Vistos los preceptos legales citados y demás de pertinente y general aplicación, la Sala dicta el siguiente
Fallo
1.- Desestima el presente recurso contencioso-administrativo interpuesto por la representación procesal de D. Marcos , contra la resolución del Tribunal Económico Administrativo Regional de Andalucía (Sala de Granada), de fecha 13 de febrero de 2015, dictada en el expediente número NUM000 , desestimatoria de la reclamación interpuesta por el recurrente frente al expediente de comprobación de valores y liquidación tributaria girada por la Oficina Gestora del Impuesto sobre Transmisiones Patrimoniales y Actos Jurídicos Documentados, devengado con motivo de la estinción de condominio y adjudicación instrumentada en escritura pública de fecha 20 de febrero de 2009; y, en consecuencia, se confirman los actos impugnados por ser conformes a derecho.2º.- Se impone a la parte recurrente el pago de las costas, con la limitación establecida en el último fundamento jurídico de esta sentencia.
Intégrese la presente sentencia en el libro de su clase y una vez firme remítase testimonio de la misma junto con el expediente administrativo al lugar de procedencia de éste.
Notifíquese la presente resolución a las partes, con las prevenciones del artículo 248.4 de la Ley Orgánica 6/1985, de 1 de julio, del Poder Judicial , haciéndoles saber que, contra la misma, cabe interponer recurso de casación ante el Tribunal Supremo, limitado exclusivamente a las cuestiones de derecho, siempre y cuando el recurso pretenda fundarse en la infracción de normas de Derecho estatal o de la Unión Europea que sea relevante y determinante del fallo impugnado, y hubieran sido invocadas oportunamente en el proceso o consideradas por la Sala sentenciadora. Para la admisión del recurso será necesario que la Sala de lo Contencioso-Administrativo del Tribunal Supremo estime que el recurso presenta interés casacional objetivo para la formación de jurisprudencia, de conformidad con los criterios expuestos en el art. 88.2 y 3 de la LJCA .
El recurso de casación se preparará ante la Sala de instancia en el plazo de treinta días, contados desde el siguiente al de la notificación de la resolución que se recurre, estando legitimados para ello quienes hayan sido parte en el proceso, o debieran haberlo sido, y seguirá el cauce procesal descrito por los arts. 89 y siguientes de la LJCA . En iguales términos y plazos podrá interponerse recurso de casación ante el Tribunal Superior de Justicia cuando el recurso se fundare en infracción de normas emanadas de la Comunidad Autónoma.

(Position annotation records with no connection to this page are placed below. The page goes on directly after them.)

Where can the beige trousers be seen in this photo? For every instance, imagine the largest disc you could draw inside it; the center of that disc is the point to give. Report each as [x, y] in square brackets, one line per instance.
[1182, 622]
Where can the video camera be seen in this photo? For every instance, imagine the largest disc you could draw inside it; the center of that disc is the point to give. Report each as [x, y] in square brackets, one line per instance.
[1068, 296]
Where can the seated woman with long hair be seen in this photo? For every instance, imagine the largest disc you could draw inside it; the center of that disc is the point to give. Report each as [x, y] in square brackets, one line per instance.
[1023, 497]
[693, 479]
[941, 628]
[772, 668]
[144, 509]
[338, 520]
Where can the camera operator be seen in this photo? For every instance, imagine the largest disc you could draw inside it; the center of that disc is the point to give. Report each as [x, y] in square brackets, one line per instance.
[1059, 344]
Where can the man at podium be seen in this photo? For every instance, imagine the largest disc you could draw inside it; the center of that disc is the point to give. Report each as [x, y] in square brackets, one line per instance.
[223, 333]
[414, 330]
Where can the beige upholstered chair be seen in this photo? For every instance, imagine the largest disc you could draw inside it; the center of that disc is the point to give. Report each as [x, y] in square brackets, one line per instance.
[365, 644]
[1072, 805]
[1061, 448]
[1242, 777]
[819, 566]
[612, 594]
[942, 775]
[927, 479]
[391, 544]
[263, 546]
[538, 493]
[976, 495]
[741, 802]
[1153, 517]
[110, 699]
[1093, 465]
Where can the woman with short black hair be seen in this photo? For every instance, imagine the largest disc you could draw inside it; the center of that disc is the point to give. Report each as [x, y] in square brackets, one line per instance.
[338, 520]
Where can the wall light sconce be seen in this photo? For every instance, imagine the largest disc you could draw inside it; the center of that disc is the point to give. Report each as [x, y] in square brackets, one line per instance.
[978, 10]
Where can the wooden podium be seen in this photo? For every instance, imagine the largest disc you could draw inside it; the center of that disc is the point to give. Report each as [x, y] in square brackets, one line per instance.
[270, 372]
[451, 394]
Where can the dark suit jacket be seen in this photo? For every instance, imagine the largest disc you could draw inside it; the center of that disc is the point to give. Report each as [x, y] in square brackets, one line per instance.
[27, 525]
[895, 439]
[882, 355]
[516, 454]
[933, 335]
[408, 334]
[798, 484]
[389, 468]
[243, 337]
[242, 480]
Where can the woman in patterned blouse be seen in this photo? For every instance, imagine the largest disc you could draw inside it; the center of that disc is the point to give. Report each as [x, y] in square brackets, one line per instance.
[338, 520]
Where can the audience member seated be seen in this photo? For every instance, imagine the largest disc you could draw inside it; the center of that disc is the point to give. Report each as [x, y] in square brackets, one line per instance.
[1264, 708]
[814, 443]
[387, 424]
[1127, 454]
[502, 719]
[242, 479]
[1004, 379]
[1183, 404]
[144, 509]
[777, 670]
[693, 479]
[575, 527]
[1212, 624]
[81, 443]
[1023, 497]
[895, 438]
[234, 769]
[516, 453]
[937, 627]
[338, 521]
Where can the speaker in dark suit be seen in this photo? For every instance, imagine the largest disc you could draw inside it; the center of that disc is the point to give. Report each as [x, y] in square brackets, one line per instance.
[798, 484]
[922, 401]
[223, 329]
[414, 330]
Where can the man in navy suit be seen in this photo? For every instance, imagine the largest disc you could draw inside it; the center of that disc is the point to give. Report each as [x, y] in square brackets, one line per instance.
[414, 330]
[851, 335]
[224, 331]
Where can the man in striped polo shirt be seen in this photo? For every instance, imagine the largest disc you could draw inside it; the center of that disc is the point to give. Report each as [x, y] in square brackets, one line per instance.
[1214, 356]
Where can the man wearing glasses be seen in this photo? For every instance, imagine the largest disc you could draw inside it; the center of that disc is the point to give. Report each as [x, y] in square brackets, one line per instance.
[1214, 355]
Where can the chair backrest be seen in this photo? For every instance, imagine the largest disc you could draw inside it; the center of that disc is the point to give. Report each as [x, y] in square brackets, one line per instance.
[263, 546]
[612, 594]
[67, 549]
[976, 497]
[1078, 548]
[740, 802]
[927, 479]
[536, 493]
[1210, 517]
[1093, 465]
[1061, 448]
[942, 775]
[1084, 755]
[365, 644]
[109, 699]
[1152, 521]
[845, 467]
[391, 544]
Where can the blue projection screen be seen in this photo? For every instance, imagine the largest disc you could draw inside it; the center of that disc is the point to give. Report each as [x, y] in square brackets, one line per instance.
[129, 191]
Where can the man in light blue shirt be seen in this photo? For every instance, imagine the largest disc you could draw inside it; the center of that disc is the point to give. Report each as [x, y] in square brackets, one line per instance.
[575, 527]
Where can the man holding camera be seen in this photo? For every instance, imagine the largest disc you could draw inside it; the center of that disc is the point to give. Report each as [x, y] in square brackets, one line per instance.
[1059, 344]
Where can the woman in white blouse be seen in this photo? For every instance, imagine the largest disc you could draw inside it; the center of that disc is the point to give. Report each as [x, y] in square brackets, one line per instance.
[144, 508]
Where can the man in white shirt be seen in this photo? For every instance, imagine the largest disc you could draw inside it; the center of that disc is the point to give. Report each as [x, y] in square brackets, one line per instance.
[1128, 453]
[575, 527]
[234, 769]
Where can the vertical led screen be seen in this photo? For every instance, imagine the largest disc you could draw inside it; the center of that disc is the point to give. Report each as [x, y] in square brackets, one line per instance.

El recurso de casación deberá acompañar la copia del resguardo del ingreso en la Cuenta de Consignaciones núm.: 1749000024039215, del depósito para recurrir por cuantía de 50 euros, de conformidad a lo dispuesto en la D.A. 15ª de la Ley Orgánica 1/2009, de 3 de noviembre , salvo concurrencia de los supuestos de exclusión previstos en el apartado 5º de la Disposición Adicional Decimoquinta de dicha norma o beneficiarios de asistencia jurídica gratuita.
Así por esta nuestra sentencia, definitivamente juzgando, lo pronunciamos, mandamos y firmamos.